Neural network training fails when target values are small. Mapminmax issue?

Question

1 vote

When I try to train a network with very small targets the training stops at epoch 0 (i.e., does not begin at all) because the gradient is already too small. I understand that a very small target could imply a very small gradient but the mapminmax function is active and it should map the target in [-1,1] avoiding this kind of problems. So what's going on?

Here's some code:

First I define a really small sine wave:

    in = [0:0.1:10];
    out = sin(in)/1e10;

then I create and configure a network

    net = fitnet([15]);
    net = configure(net,in,out);

The mapminmax function seems to be active and properly configured:

    net.outputs{1,2}.processSettings{1,2}
    ans = 
         name: 'mapminmax'
        xrows: 1
         xmax: 9.9957e-11
         xmin: -9.9992e-11
       xrange: 1.9995e-10
        yrows: 1
         ymax: 1
         ymin: -1
       yrange: 2
    no_change: 0
         gain: 1.0003e+10
      xoffset: -9.9992e-11

but the training fails (it stops at epoch 0):

 [net,tr] = train(net,in,out);
 tr.stop
 ans =
 Minimum gradient reached.
 tr.num_epochs
 ans =
     0

The learning completely failed, this is the output of the net:

But if I manually use mapminmax everything works well

    net = configure(net,in,mapminmax(out,-1,1));
    [net,tr] = train(net,in,mapminmax(out,-1,1));
    tr.stop
    ans =
    Minimum gradient reached.
    tr.num_epochs
    ans =
   377

And the network actually learned the sine function:

Any ideas?

3 Comments
Show 1 older comment Hide 1 older comment

xingji he on 7 Apr 2022

Very Helpful !!

bah on 24 Oct 2022

Did matlab solve this or is the issue still present ?

Sign in to comment.

Sign in to answer this question.

Follow Question

Answer 1

Greg Heath on 1 Sep 2016

Open in MATLAB Online

0 votes

You have to change the defaults for BOTH the MSE goal AND the Minimum gradient. They are on the scale of the UNNORMALIZED data. For simple problems I tend to use the average BIASED target variance estimate to get

 MSEgoal = mean(var(target',1))/100
 MinGrad = MSEgoal/100

On more serious problems I consider BOTH the UNBIASED mean target variance estimate for O-dimensional targets AND the loss of degree of freedom because the same data is used to BOTH estimate Nw unknown weights AND to estimate the performance:

 MSEgoal =
        0.01*max(0,Ndof)* mean(var(target',0)) / Ntrneq

where

Ntrneq = Ntrn*O         % No of training equations
Ndof   = Ntrneq - Nw    % No of degrees of freedom

For details search both the NEWSGROUP and ANSWERS using

greg MSEgoal MinGrad

Hope this helps

Thank you for formally accepting my answer

Greg

4 Comments
Show 2 older comments Hide 2 older comments

Roberto on 1 Sep 2016

Open in MATLAB Online

Hi Greg, thank you so much for your reply.

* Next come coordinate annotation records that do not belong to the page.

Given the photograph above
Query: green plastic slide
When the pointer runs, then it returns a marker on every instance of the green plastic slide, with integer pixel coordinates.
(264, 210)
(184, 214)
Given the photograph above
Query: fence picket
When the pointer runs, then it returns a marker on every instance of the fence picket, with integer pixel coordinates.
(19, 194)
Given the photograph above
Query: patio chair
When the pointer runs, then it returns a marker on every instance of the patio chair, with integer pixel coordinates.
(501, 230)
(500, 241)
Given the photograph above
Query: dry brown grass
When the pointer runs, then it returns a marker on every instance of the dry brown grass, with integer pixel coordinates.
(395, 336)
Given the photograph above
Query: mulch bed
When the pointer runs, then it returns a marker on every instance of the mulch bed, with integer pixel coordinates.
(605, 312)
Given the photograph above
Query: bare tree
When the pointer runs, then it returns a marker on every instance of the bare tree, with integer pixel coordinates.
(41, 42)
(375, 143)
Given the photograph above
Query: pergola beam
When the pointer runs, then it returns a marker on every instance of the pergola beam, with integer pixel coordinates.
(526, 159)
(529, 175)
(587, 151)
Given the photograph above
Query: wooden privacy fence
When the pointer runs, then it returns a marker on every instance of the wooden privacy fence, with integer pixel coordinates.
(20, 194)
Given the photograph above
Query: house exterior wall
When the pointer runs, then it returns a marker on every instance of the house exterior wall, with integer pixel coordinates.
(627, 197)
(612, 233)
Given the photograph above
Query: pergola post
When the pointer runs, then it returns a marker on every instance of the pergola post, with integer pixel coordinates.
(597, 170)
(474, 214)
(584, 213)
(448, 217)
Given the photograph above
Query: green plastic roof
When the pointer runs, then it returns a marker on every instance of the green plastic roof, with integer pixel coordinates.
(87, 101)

I clearly understand your point. I already tried tuning min_grad with some good result but what I'm trying to understand is if this is the major bug it seems or not.

When you say "mse goal and gradient goal are on the scale of the unnormalized data" do you mean that mapminmax parameters and settings affect only the simulation of the net and not the training? It would look to me like a really major issue of neural network toolbox.

For what is reported in the documentation the implementation of mapminmax should fully automate the pre/post processing stages and make the "magnitude" of inputs and targets completely irrelevant. According to documentation, since the network always maps inputs and targets in a proper interval ([-1,1] if hyperbolic tangent is used as activation function,) it should not be able to dinstinguish, for example these 2 problems:

1.

    inputs = [0:0.1:10];
    targets = sin(inputs);

2.

    inputs = [0:0.1:10];
    targets = sin(inputs)/1e6;

Am I right or I'm missing something?

Roberto on 2 Sep 2016

Edited: Roberto on 2 Sep 2016

Open in MATLAB Online

I made 3 experiments. If necessary I can post the code.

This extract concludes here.